Three senators on Tuesday rolled out a bill that they said would make it easier for users to leave the leading social media platforms, in a fresh sign of how Big Tech is in Washington’s crosshairs.
The ACCESS Act would require the large platforms, including Facebook and Twitter, to make their user data more portable, as well as make their services inter-operable. The bill also would allow users to designate third-party services to manage their privacy and account settings.
“As a former cell phone guy, I saw what a game-changer number portability was for that industry,” said Democratic Sen. Mark Warner of Virginia in a press release. He is sponsoring the legislation with Democratic Sen. Richard Blumenthal of Connecticut and Republican Sen.

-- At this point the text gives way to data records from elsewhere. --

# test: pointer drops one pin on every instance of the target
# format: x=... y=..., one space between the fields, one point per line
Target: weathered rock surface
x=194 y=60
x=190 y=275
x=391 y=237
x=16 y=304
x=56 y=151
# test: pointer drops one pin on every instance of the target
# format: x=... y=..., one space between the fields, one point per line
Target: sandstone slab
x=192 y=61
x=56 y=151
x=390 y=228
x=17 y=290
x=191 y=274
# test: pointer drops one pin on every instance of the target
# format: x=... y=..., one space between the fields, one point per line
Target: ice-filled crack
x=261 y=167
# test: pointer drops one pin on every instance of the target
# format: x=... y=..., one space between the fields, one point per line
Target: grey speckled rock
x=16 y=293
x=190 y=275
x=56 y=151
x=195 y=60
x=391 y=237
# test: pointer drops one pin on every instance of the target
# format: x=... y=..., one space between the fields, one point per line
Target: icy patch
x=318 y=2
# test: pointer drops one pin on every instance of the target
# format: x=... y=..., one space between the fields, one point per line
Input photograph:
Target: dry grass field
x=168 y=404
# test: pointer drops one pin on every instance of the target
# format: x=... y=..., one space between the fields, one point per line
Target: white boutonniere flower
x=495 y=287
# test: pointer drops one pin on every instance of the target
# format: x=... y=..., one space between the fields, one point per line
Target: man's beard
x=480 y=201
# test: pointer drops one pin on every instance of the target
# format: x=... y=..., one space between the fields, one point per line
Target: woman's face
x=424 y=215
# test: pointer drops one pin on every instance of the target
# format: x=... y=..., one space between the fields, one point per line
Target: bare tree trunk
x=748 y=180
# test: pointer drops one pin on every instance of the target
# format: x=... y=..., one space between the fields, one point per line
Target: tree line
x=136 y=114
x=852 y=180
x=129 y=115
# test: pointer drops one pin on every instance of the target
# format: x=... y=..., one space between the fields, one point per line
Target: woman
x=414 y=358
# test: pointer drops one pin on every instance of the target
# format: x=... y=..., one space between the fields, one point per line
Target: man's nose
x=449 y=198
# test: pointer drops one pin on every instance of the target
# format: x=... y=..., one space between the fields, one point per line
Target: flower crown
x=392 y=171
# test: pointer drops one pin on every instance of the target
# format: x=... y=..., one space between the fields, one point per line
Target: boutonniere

Josh Hawley of Missouri.
“By making it easier for social media users to easily move their data or to continue to communicate with their friends after switching platforms, startups will be able to compete on equal terms with the biggest social media companies,” Warner added. “And empowering trusted custodial companies to step in on behalf of users to better manage their accounts across different platforms will help balance the playing field between consumers and companies.”
The senators’ measure has drawn support from some experts, such as Nobel-winning economist Paul Romer. “We must get back to the conditions that make markets work: when consumers know what they give a firm and what they get in return,” Romer said in the lawmakers’ press release. Mandating portability will give people “a realistic option of switching to another provider,” he added. The bill’s lengthy full name is the Augmenting Compatibility and Competition by Enabling Service Switching Act.
Facebook Inc.’s FB, -3.56% third-quarter disclosure on its lobbying efforts shows that it aimed to influence lawmakers and regulators on “data portability and interoperability,” among many other issues. In a white paper released month, Facebook laid out the challenges of letting users take their data to other platforms. The company already needs to comply with new laws in California and the European Union that require that it make social-media profiles easily transferable.
Facebook CEO Mark Zuckerberg is due to get questioned on Wednesday by the House Financial Services Committee. The House committee’s hearing is slated to focus on the Silicon Valley giant’s impact on financial services and the housing sector.